I don't think that this is the result of a mad attempt to get funding. Rather, I think it's the result of overenthusiasm. I'm skeptical of this particular rock, but I certainly understand their quest. The search for extraterrestrial life is one of the most important scientific endeavors available to us. The problem is that we don't know whether life is common or rare. If we can find that life occurred independently at least twice just in this solar system, then it means that life will be everywhere. If not, then we don't know.

Mars was, way back when, easily the second best candidate for the development of life in the system, since it had liquid water, a decent atmosphere, and vulcanism. That appears to be all that's required according to current theory. So there's a lot of effort being put into determining if life existed on Mars, although I think that effort is premature.

Right now, it's generally thought that the best candidates for life outside Earth are Europa and to a lesser extent Callisto and Ganymede. But there's no way right now to determine that. We'll be able to test the theory at Europa in perhaps 50 years, and Callisto and Ganymede even longer from now.

In the mean time, impatient scientists are attempting to use such evidence as exists now to answer the question for Mars. Unfortunately there isn't much, and what does exist is ambiguous. Their logic of "We found this and we've only seen it as a side effect of life" is not adequate; it doesn't prove that there couldn't be an as-yet-unknown inorganic origin.

But then, this has happened before. The Viking landers had three experiments which were supposed to check for life, and initially one of them seemed to be positive. Later they worked out an inorganic explanation for what they saw. (The changes were the result of inorganic catalysts in the martian soil, not metabolic processes.) Viking didn't prove there was no life, but what was found isn't evidence that there is. Equally, magnetite in this rock is intriguing but not by any stretch conclusive.
posted by Steven Den Beste at 10:32 AM on February 27, 2001


Dear Mr daveadams, while NASA certainly aren't the final authority on scientific fact they do have a lot of very smart scientists working for them. Why are you so reticent to believe that they have proof there was life on Mars ? What they found currently has no other explanation than a biological one, short of finding an ancient city full of brass knobs and strange writing this seems like a pretty good indication that there was something going on up there way back when.

Mars exploration fuels the public interest in space exploration and finding life out there is a major impetus for kids getting into the field in the first place, which can only be a good thing.


Stop your whining and cynicism, this is cool stuff.
posted by zeoslap at 10:38 AM on February 27, 2001


Zeoslap, "We don't know of any other explanation" isn't the same as "There is no other explanation." They don't have proof.
posted by Steven Den Beste at 11:24 AM on February 27, 2001


I realise that the evidence isn't conclusive but from what we know right now the mineral features found in the rock can only be produced by biological means, and until someone figures out another way these things could have been formed I'm willing to believe it was by ancient space bugs :)


posted by zeoslap at 12:05 PM on February 27, 2001


zeoslap, I don't doubt the scientists at NASA have complete faith in their conclusions. I also don't doubt that the variety of "very smart scientists" outside NASA who disagree with them have complete faith in their own conclusions.

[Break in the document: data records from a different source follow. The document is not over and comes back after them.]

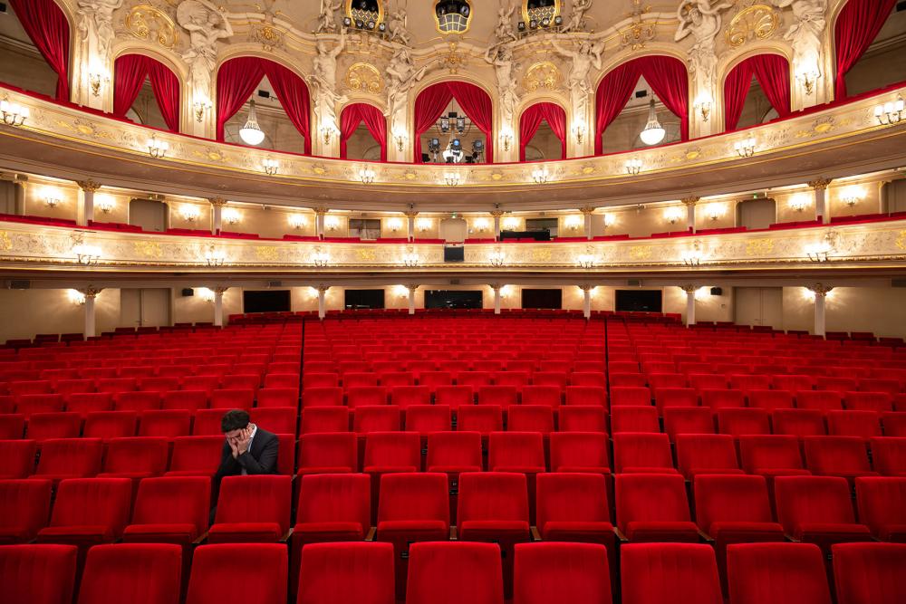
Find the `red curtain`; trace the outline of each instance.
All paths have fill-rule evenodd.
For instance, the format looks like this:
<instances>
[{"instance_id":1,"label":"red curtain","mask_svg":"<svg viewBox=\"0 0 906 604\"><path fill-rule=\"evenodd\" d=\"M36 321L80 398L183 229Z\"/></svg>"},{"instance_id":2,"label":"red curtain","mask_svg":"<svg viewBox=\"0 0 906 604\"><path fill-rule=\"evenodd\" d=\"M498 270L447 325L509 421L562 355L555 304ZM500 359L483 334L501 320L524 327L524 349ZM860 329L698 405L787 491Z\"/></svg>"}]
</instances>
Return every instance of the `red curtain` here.
<instances>
[{"instance_id":1,"label":"red curtain","mask_svg":"<svg viewBox=\"0 0 906 604\"><path fill-rule=\"evenodd\" d=\"M415 100L414 161L421 163L421 135L441 116L450 101L456 99L476 128L485 134L486 161L494 161L492 144L493 115L491 97L475 84L465 81L444 81L423 90Z\"/></svg>"},{"instance_id":2,"label":"red curtain","mask_svg":"<svg viewBox=\"0 0 906 604\"><path fill-rule=\"evenodd\" d=\"M381 143L381 161L387 161L387 120L374 105L353 103L340 114L340 157L346 158L346 142L362 121L374 139Z\"/></svg>"},{"instance_id":3,"label":"red curtain","mask_svg":"<svg viewBox=\"0 0 906 604\"><path fill-rule=\"evenodd\" d=\"M542 121L546 121L554 135L560 139L560 159L566 158L566 110L552 102L539 102L522 113L519 119L519 161L525 161L525 148L538 131Z\"/></svg>"},{"instance_id":4,"label":"red curtain","mask_svg":"<svg viewBox=\"0 0 906 604\"><path fill-rule=\"evenodd\" d=\"M736 129L739 124L752 76L781 118L790 114L790 68L779 54L757 54L733 68L724 81L724 129Z\"/></svg>"},{"instance_id":5,"label":"red curtain","mask_svg":"<svg viewBox=\"0 0 906 604\"><path fill-rule=\"evenodd\" d=\"M57 74L57 101L69 101L69 22L53 0L10 0L19 23Z\"/></svg>"},{"instance_id":6,"label":"red curtain","mask_svg":"<svg viewBox=\"0 0 906 604\"><path fill-rule=\"evenodd\" d=\"M126 117L147 77L167 128L178 132L179 79L166 65L143 54L124 54L113 63L113 115Z\"/></svg>"},{"instance_id":7,"label":"red curtain","mask_svg":"<svg viewBox=\"0 0 906 604\"><path fill-rule=\"evenodd\" d=\"M660 102L680 118L680 137L689 140L689 75L673 57L653 55L625 62L601 81L597 91L594 152L601 154L601 135L623 110L639 78L644 76Z\"/></svg>"},{"instance_id":8,"label":"red curtain","mask_svg":"<svg viewBox=\"0 0 906 604\"><path fill-rule=\"evenodd\" d=\"M896 0L849 0L837 16L834 30L837 50L837 101L845 99L846 72L865 53L884 22L891 15Z\"/></svg>"}]
</instances>

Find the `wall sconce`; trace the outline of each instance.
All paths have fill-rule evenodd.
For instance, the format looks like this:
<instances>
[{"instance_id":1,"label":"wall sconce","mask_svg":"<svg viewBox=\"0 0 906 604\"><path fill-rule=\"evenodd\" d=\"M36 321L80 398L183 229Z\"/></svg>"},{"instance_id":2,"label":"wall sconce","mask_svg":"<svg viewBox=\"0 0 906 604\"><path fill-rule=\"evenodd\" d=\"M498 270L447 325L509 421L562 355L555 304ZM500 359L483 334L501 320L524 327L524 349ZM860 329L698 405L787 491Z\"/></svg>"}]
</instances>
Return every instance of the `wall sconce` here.
<instances>
[{"instance_id":1,"label":"wall sconce","mask_svg":"<svg viewBox=\"0 0 906 604\"><path fill-rule=\"evenodd\" d=\"M805 212L808 205L808 197L805 193L795 195L790 199L790 207L795 212Z\"/></svg>"},{"instance_id":2,"label":"wall sconce","mask_svg":"<svg viewBox=\"0 0 906 604\"><path fill-rule=\"evenodd\" d=\"M195 120L199 124L205 119L205 111L209 110L214 105L207 99L202 99L200 101L196 101L192 107L195 109Z\"/></svg>"},{"instance_id":3,"label":"wall sconce","mask_svg":"<svg viewBox=\"0 0 906 604\"><path fill-rule=\"evenodd\" d=\"M630 159L626 162L626 174L638 176L641 172L641 159Z\"/></svg>"},{"instance_id":4,"label":"wall sconce","mask_svg":"<svg viewBox=\"0 0 906 604\"><path fill-rule=\"evenodd\" d=\"M198 206L186 205L179 208L179 215L186 222L195 222L201 217L201 210Z\"/></svg>"},{"instance_id":5,"label":"wall sconce","mask_svg":"<svg viewBox=\"0 0 906 604\"><path fill-rule=\"evenodd\" d=\"M47 207L56 207L62 201L60 189L48 187L43 191L42 198L44 200L44 205Z\"/></svg>"},{"instance_id":6,"label":"wall sconce","mask_svg":"<svg viewBox=\"0 0 906 604\"><path fill-rule=\"evenodd\" d=\"M682 211L679 207L670 207L664 212L664 219L671 225L676 225L682 218Z\"/></svg>"},{"instance_id":7,"label":"wall sconce","mask_svg":"<svg viewBox=\"0 0 906 604\"><path fill-rule=\"evenodd\" d=\"M110 214L116 206L116 201L109 195L95 195L94 206L104 214Z\"/></svg>"},{"instance_id":8,"label":"wall sconce","mask_svg":"<svg viewBox=\"0 0 906 604\"><path fill-rule=\"evenodd\" d=\"M550 178L550 174L545 168L536 168L532 170L532 178L538 185L546 185L548 178Z\"/></svg>"},{"instance_id":9,"label":"wall sconce","mask_svg":"<svg viewBox=\"0 0 906 604\"><path fill-rule=\"evenodd\" d=\"M225 207L223 212L223 219L226 223L229 225L236 225L242 220L242 215L239 211L232 207Z\"/></svg>"},{"instance_id":10,"label":"wall sconce","mask_svg":"<svg viewBox=\"0 0 906 604\"><path fill-rule=\"evenodd\" d=\"M736 149L737 155L740 158L751 158L755 155L755 139L748 138L737 140L733 144L733 149Z\"/></svg>"},{"instance_id":11,"label":"wall sconce","mask_svg":"<svg viewBox=\"0 0 906 604\"><path fill-rule=\"evenodd\" d=\"M3 123L7 126L19 127L25 123L25 120L28 120L29 111L27 107L4 99L0 101L0 114L3 115Z\"/></svg>"},{"instance_id":12,"label":"wall sconce","mask_svg":"<svg viewBox=\"0 0 906 604\"><path fill-rule=\"evenodd\" d=\"M166 140L158 140L156 134L152 134L148 140L148 155L155 159L159 159L167 155L168 149L169 149L169 143Z\"/></svg>"},{"instance_id":13,"label":"wall sconce","mask_svg":"<svg viewBox=\"0 0 906 604\"><path fill-rule=\"evenodd\" d=\"M361 179L362 184L371 185L374 182L374 177L377 176L370 168L363 168L359 170L359 178Z\"/></svg>"},{"instance_id":14,"label":"wall sconce","mask_svg":"<svg viewBox=\"0 0 906 604\"><path fill-rule=\"evenodd\" d=\"M882 105L876 105L874 108L874 118L882 126L890 126L899 123L903 117L903 98L897 95L897 100L893 102L885 102ZM4 114L5 120L5 114Z\"/></svg>"}]
</instances>

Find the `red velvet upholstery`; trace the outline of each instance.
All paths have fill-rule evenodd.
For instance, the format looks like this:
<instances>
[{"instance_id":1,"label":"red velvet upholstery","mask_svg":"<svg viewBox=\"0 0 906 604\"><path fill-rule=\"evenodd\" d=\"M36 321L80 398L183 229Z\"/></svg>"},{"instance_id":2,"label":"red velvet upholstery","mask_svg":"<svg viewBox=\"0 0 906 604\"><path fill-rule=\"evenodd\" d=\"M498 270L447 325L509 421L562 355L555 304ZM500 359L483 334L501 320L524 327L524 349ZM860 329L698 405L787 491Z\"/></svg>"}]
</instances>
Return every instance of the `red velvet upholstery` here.
<instances>
[{"instance_id":1,"label":"red velvet upholstery","mask_svg":"<svg viewBox=\"0 0 906 604\"><path fill-rule=\"evenodd\" d=\"M727 548L731 604L831 604L821 549L812 543Z\"/></svg>"},{"instance_id":2,"label":"red velvet upholstery","mask_svg":"<svg viewBox=\"0 0 906 604\"><path fill-rule=\"evenodd\" d=\"M78 604L178 604L182 550L170 543L97 545L88 552Z\"/></svg>"}]
</instances>

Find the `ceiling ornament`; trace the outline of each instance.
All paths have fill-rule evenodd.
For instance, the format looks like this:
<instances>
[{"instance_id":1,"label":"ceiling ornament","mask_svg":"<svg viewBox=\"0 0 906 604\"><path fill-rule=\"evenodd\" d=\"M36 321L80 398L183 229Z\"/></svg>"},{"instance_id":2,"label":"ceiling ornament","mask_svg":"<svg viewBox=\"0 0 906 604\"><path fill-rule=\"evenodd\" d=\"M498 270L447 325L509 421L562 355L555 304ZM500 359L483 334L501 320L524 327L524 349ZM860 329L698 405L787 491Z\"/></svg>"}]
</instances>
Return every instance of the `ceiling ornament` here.
<instances>
[{"instance_id":1,"label":"ceiling ornament","mask_svg":"<svg viewBox=\"0 0 906 604\"><path fill-rule=\"evenodd\" d=\"M169 14L149 5L139 5L126 15L126 29L140 40L148 40L164 48L173 48L179 32Z\"/></svg>"},{"instance_id":2,"label":"ceiling ornament","mask_svg":"<svg viewBox=\"0 0 906 604\"><path fill-rule=\"evenodd\" d=\"M526 70L522 85L529 92L535 92L539 88L557 91L563 85L563 75L556 65L549 61L542 61Z\"/></svg>"},{"instance_id":3,"label":"ceiling ornament","mask_svg":"<svg viewBox=\"0 0 906 604\"><path fill-rule=\"evenodd\" d=\"M780 14L766 5L752 5L739 11L727 27L727 43L738 48L747 42L766 40L780 26Z\"/></svg>"},{"instance_id":4,"label":"ceiling ornament","mask_svg":"<svg viewBox=\"0 0 906 604\"><path fill-rule=\"evenodd\" d=\"M356 62L346 70L343 83L351 91L380 94L384 90L384 80L378 68L368 62Z\"/></svg>"},{"instance_id":5,"label":"ceiling ornament","mask_svg":"<svg viewBox=\"0 0 906 604\"><path fill-rule=\"evenodd\" d=\"M645 23L645 14L651 12L651 6L641 5L641 0L632 0L632 10L626 13L632 19L632 24L620 33L620 47L629 47L638 51L645 47L645 43L654 40L657 33L657 22Z\"/></svg>"}]
</instances>

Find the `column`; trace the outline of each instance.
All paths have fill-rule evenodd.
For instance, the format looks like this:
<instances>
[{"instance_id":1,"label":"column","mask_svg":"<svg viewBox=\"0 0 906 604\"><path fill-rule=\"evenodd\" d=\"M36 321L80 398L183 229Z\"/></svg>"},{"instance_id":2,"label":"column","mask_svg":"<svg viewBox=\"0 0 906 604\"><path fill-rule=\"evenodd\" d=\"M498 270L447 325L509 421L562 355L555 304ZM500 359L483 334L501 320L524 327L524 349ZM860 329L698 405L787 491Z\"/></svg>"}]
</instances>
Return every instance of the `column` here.
<instances>
[{"instance_id":1,"label":"column","mask_svg":"<svg viewBox=\"0 0 906 604\"><path fill-rule=\"evenodd\" d=\"M224 326L224 292L228 287L214 288L214 325L215 327Z\"/></svg>"},{"instance_id":2,"label":"column","mask_svg":"<svg viewBox=\"0 0 906 604\"><path fill-rule=\"evenodd\" d=\"M582 208L582 213L585 216L585 238L589 241L594 238L594 234L592 233L592 215L596 209L590 206Z\"/></svg>"},{"instance_id":3,"label":"column","mask_svg":"<svg viewBox=\"0 0 906 604\"><path fill-rule=\"evenodd\" d=\"M830 178L815 178L810 180L808 186L814 189L814 219L820 220L827 225L831 222L830 212L826 207L827 186L831 184Z\"/></svg>"},{"instance_id":4,"label":"column","mask_svg":"<svg viewBox=\"0 0 906 604\"><path fill-rule=\"evenodd\" d=\"M698 286L692 284L681 285L686 292L686 327L695 325L695 291Z\"/></svg>"},{"instance_id":5,"label":"column","mask_svg":"<svg viewBox=\"0 0 906 604\"><path fill-rule=\"evenodd\" d=\"M211 235L219 235L223 227L223 210L226 200L223 197L209 197L207 202L211 205Z\"/></svg>"},{"instance_id":6,"label":"column","mask_svg":"<svg viewBox=\"0 0 906 604\"><path fill-rule=\"evenodd\" d=\"M101 287L86 287L79 290L85 295L85 340L97 335L94 327L94 299L102 290Z\"/></svg>"},{"instance_id":7,"label":"column","mask_svg":"<svg viewBox=\"0 0 906 604\"><path fill-rule=\"evenodd\" d=\"M318 289L318 319L323 319L327 314L327 290L331 289L330 285L324 285L320 283L317 287Z\"/></svg>"},{"instance_id":8,"label":"column","mask_svg":"<svg viewBox=\"0 0 906 604\"><path fill-rule=\"evenodd\" d=\"M491 216L494 216L494 238L500 241L500 216L504 215L503 210L494 210Z\"/></svg>"},{"instance_id":9,"label":"column","mask_svg":"<svg viewBox=\"0 0 906 604\"><path fill-rule=\"evenodd\" d=\"M808 289L814 293L814 335L824 336L826 333L824 321L824 308L827 301L827 294L834 288L823 283L809 285Z\"/></svg>"},{"instance_id":10,"label":"column","mask_svg":"<svg viewBox=\"0 0 906 604\"><path fill-rule=\"evenodd\" d=\"M101 188L101 185L91 178L80 180L78 185L82 189L82 206L76 213L76 220L79 225L84 226L94 220L94 193Z\"/></svg>"},{"instance_id":11,"label":"column","mask_svg":"<svg viewBox=\"0 0 906 604\"><path fill-rule=\"evenodd\" d=\"M682 204L686 206L686 230L689 233L695 233L695 205L700 198L689 196L682 199Z\"/></svg>"}]
</instances>

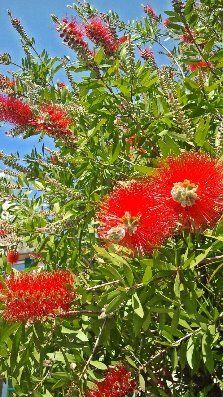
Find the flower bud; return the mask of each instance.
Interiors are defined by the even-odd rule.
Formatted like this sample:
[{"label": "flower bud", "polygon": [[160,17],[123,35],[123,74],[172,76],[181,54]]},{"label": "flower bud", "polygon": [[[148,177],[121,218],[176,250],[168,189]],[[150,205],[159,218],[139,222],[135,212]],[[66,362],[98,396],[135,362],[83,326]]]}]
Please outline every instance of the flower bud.
[{"label": "flower bud", "polygon": [[120,241],[125,235],[125,229],[123,226],[112,227],[108,232],[107,238],[110,241]]}]

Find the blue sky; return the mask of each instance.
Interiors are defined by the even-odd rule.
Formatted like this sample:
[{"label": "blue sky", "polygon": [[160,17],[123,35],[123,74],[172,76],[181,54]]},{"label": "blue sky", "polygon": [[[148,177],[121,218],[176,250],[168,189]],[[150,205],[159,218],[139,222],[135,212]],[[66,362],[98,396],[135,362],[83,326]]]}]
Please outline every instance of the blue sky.
[{"label": "blue sky", "polygon": [[[141,6],[142,0],[92,0],[89,2],[103,12],[112,8],[117,12],[120,19],[125,21],[136,18],[139,19],[145,15]],[[145,1],[144,4],[146,4],[147,2]],[[167,16],[165,16],[164,11],[172,9],[171,0],[150,0],[149,4],[154,7],[156,14],[161,13],[164,18]],[[71,58],[75,59],[74,52],[62,44],[61,39],[54,29],[50,17],[51,13],[55,14],[59,17],[66,13],[68,15],[75,13],[72,13],[72,10],[67,8],[67,4],[73,4],[73,2],[69,2],[69,0],[3,0],[1,2],[0,26],[2,40],[0,42],[0,53],[9,53],[12,60],[18,64],[24,56],[20,36],[11,25],[7,14],[8,9],[13,17],[20,20],[28,35],[35,37],[35,47],[38,52],[42,52],[46,48],[52,57],[68,55]],[[158,64],[162,63],[160,56],[156,56],[156,60]],[[6,75],[7,70],[15,70],[15,67],[12,67],[12,66],[0,65],[0,73]],[[65,75],[62,74],[62,71],[56,75],[55,81],[57,78],[68,84]],[[10,126],[6,125],[0,127],[0,150],[3,150],[8,154],[18,151],[21,156],[30,153],[34,145],[40,151],[42,142],[38,144],[38,136],[25,140],[7,138],[2,131],[9,128]],[[44,138],[44,142],[45,146],[53,148],[52,143],[48,137]]]}]

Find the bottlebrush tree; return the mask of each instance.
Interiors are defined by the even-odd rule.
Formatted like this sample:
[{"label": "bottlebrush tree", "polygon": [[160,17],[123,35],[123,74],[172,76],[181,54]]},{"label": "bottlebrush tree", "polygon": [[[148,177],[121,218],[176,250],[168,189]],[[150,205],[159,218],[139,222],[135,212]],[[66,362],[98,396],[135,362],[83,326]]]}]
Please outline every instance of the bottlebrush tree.
[{"label": "bottlebrush tree", "polygon": [[0,119],[51,143],[0,153],[0,373],[15,396],[223,395],[223,2],[77,3],[52,15],[74,62],[8,12]]}]

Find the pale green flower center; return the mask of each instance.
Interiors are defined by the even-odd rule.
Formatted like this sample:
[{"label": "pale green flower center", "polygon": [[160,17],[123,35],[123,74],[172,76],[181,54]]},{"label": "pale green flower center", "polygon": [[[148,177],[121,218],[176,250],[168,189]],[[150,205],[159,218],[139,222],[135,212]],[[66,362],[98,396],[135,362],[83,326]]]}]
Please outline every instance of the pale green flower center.
[{"label": "pale green flower center", "polygon": [[138,214],[136,216],[131,216],[129,212],[126,212],[124,216],[120,218],[122,223],[112,227],[108,232],[108,240],[120,241],[124,238],[126,233],[129,233],[130,236],[135,234],[138,226],[141,224],[139,222],[141,216],[141,214]]},{"label": "pale green flower center", "polygon": [[198,185],[191,183],[190,181],[185,179],[183,182],[177,182],[173,184],[171,195],[173,200],[181,204],[185,208],[186,206],[191,206],[195,203],[195,200],[199,198],[196,193]]}]

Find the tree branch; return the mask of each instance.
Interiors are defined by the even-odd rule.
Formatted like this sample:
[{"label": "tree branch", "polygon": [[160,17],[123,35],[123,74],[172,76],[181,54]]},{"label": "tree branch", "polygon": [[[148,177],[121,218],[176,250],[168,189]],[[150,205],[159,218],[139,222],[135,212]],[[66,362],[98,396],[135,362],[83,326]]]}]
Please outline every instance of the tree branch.
[{"label": "tree branch", "polygon": [[[223,316],[223,312],[222,313],[221,313],[219,315],[218,317],[216,319],[219,320]],[[215,321],[216,321],[216,320],[213,320],[213,321],[211,321],[210,324],[208,324],[208,325],[211,325],[212,324],[213,324],[213,323]],[[177,341],[176,341],[175,342],[174,342],[173,343],[172,343],[171,345],[170,345],[169,346],[167,346],[167,347],[166,347],[165,349],[163,349],[162,350],[160,350],[158,353],[157,353],[154,356],[153,356],[152,357],[151,357],[151,358],[150,359],[150,360],[149,360],[148,361],[147,361],[144,364],[143,364],[141,366],[139,367],[138,371],[138,372],[140,372],[140,371],[142,370],[143,369],[143,368],[144,368],[145,367],[146,367],[147,365],[148,365],[148,364],[150,364],[150,362],[152,362],[152,361],[154,361],[154,360],[156,360],[156,358],[158,358],[159,357],[160,357],[160,356],[161,356],[164,353],[165,353],[165,352],[167,351],[167,350],[169,350],[169,349],[171,349],[172,347],[174,347],[175,346],[177,346],[177,345],[179,345],[179,343],[181,343],[181,342],[183,342],[183,341],[185,341],[186,339],[188,339],[191,336],[192,336],[193,335],[194,335],[194,334],[196,333],[197,332],[199,332],[199,331],[201,331],[202,330],[202,327],[200,327],[199,328],[197,328],[196,330],[195,330],[194,331],[193,331],[193,332],[190,332],[190,333],[188,333],[185,336],[183,336],[183,337],[181,338],[180,339],[178,339]]]}]

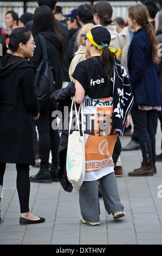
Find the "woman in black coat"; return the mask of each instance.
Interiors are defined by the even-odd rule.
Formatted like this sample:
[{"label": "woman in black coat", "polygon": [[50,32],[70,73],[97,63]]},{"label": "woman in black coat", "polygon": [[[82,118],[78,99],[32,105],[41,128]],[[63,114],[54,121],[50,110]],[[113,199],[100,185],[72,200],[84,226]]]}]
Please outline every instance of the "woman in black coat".
[{"label": "woman in black coat", "polygon": [[[6,39],[9,38],[7,53]],[[31,114],[39,118],[40,104],[35,90],[35,69],[27,58],[35,48],[33,35],[25,28],[17,28],[1,40],[3,57],[0,63],[0,185],[6,163],[16,163],[21,224],[44,221],[31,214],[29,165],[35,164]]]},{"label": "woman in black coat", "polygon": [[[48,59],[55,70],[56,89],[62,86],[62,60],[64,54],[64,39],[60,32],[51,9],[47,5],[37,8],[34,15],[33,34],[36,48],[30,59],[37,69],[42,60],[42,49],[39,34],[45,39]],[[57,179],[57,151],[60,136],[57,130],[51,127],[51,115],[55,110],[53,101],[49,100],[48,106],[44,108],[41,104],[40,117],[36,121],[39,135],[40,168],[37,174],[30,177],[35,182],[51,183]],[[51,151],[52,163],[49,169],[49,153]]]}]

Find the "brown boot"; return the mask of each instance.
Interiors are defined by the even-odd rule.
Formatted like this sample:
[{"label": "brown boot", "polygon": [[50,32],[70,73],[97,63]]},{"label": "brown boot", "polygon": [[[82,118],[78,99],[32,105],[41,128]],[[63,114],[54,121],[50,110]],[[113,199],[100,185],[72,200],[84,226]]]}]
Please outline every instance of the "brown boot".
[{"label": "brown boot", "polygon": [[153,158],[152,159],[152,163],[153,163],[153,167],[154,169],[154,173],[157,173],[157,167],[155,165],[155,161],[156,161],[156,159]]},{"label": "brown boot", "polygon": [[122,167],[120,166],[115,166],[114,172],[116,177],[121,177],[122,175]]},{"label": "brown boot", "polygon": [[128,173],[129,176],[153,176],[154,174],[154,167],[152,160],[143,160],[142,166],[134,172]]}]

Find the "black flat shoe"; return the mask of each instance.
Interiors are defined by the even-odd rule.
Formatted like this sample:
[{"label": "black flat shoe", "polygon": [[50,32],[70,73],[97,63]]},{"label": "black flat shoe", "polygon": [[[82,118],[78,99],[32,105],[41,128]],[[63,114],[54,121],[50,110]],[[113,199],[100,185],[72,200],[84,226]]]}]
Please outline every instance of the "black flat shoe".
[{"label": "black flat shoe", "polygon": [[20,218],[20,224],[21,225],[27,225],[28,224],[41,223],[46,221],[46,218],[41,218],[41,217],[39,217],[39,218],[40,218],[40,219],[37,221],[32,221],[31,220],[28,220],[27,218],[21,217]]}]

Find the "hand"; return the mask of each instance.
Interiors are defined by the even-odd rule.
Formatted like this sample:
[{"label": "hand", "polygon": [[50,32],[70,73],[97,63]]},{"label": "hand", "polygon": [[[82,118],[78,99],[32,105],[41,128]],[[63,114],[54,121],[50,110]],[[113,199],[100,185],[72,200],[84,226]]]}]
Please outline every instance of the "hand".
[{"label": "hand", "polygon": [[131,118],[129,115],[128,115],[127,117],[127,123],[126,125],[126,127],[128,128],[128,127],[131,124]]},{"label": "hand", "polygon": [[36,117],[34,117],[34,120],[37,120],[40,117],[40,113],[38,113]]}]

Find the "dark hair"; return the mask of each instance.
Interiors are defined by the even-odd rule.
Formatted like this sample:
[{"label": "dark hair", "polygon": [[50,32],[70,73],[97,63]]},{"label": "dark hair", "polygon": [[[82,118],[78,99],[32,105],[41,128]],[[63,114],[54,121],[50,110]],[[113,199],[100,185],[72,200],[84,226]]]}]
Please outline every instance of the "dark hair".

I just thought it was funny that you used the word "official." I mean, what does that word really mean in a scientific-community sense? Even where there are scientific groups that decide on standards or whatever for the community, there's no guarantee that they are correct about anything (except arbitrary conventions like SI units, which can't be "right" or "wrong"). So it's funny (to me) that any science could be termed "official," e.g.: "It's official! Orangutans on the path to extinction!"

It was an attempt at humor, but not a good one, apparently.